NEW BRAUNFELS — Downtown Harlingen is home to a popular farmer’s market, educational walking tours, musical jams, art walks, running events and much more.
With a 93 percent occupancy rate and a mixture of businesses spread across the 18-block area, some could say the revitalization of the downtown area during the past 25 years is a model to other communities around the state.
This past weekend, the Texas Historical Commission (THC) commended Harlingen for successful annual progress as a designated Main Street community, one of 58 to be recognized this year.
This is the 10th year in a row Downtown Harlingen has attained national accreditation. Harlingen is the only downtown in the Rio Grande Valley to achieve the accreditation.
Downtown Harlingen manager Cheryl LaBerge said although she was on hand to pick up the award, it was on behalf of all the people who are involved in Downtown Harlingen, all the events that occur there and anyone interested and passionate about the downtown.

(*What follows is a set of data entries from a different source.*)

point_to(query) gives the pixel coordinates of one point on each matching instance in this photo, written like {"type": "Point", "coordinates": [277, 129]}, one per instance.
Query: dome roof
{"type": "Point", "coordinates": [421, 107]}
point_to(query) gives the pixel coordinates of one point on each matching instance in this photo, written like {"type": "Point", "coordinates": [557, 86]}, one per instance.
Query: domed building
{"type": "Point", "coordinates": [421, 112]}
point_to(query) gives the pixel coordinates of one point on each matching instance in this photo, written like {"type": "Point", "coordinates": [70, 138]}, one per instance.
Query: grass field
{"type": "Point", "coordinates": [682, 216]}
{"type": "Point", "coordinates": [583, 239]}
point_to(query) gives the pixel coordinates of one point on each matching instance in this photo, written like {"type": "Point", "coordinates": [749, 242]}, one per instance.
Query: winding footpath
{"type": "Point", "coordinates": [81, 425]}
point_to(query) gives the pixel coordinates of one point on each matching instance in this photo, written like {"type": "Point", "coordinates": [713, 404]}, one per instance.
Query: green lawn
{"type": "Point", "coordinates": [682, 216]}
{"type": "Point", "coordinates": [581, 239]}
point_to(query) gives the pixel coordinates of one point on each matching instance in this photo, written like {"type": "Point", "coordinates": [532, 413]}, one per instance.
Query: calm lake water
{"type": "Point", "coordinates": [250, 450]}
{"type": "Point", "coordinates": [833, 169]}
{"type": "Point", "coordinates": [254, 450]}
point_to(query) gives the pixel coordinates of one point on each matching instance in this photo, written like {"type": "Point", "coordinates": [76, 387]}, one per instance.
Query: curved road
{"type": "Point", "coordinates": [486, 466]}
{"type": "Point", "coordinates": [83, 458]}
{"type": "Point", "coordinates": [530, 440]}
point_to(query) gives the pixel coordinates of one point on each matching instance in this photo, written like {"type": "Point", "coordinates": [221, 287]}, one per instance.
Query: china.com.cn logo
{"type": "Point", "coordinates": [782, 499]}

“This is not about me,” she said yesterday, a day after returning from New Braunfels. “This is about what we do as a community. We are all out there making a huge difference.”
Downtown Harlingen is a public improvement district established in 1989 to foster economic growth and redevelopment in the historic city center.
Since the 1980s, Downtown Harlingen has gone from abandoned to more than 93 percent occupancy.
Today there are more than 170 businesses and organizations in the 18-block downtown district, as well as families that reside in spacious upper-story lofts.
Several criteria are analyzed to determine whether the downtown is recognized. That includes the partnerships formed, volunteer efforts, events, building renovations, reinvestment, financial status, reports, training and preservation.
Accredited programs show above average performance in the 10 categories on an annual report.
The state office also works with programs throughout the year by providing various services based upon local needs.
LaBerge called it a huge accomplishment.
“This is not just us saying it,” she said about the honor.
The Texas Main Street Program (TMSP) began in 1981 as one of the first state coordinating programs in the country. 2016 marks TMSP’s 35th anniversary.
Local Main Street programs focus on responsibly utilizing a community’s historic assets for economic benefit and to increase quality of life. During 2015, more than $216 million was reinvested into Texas’ 90 Main Street districts. Additionally, 327 small businesses and 1,710 jobs were created.
LaBerge said efforts in downtown Harlingen show a consistency, especially being recognized 10 years in a row.
“We are making progress,” she said. “We have had a lot of new thing the last year.”
Those include new businesses and events, some of which are engaging a younger group of people to come downtown.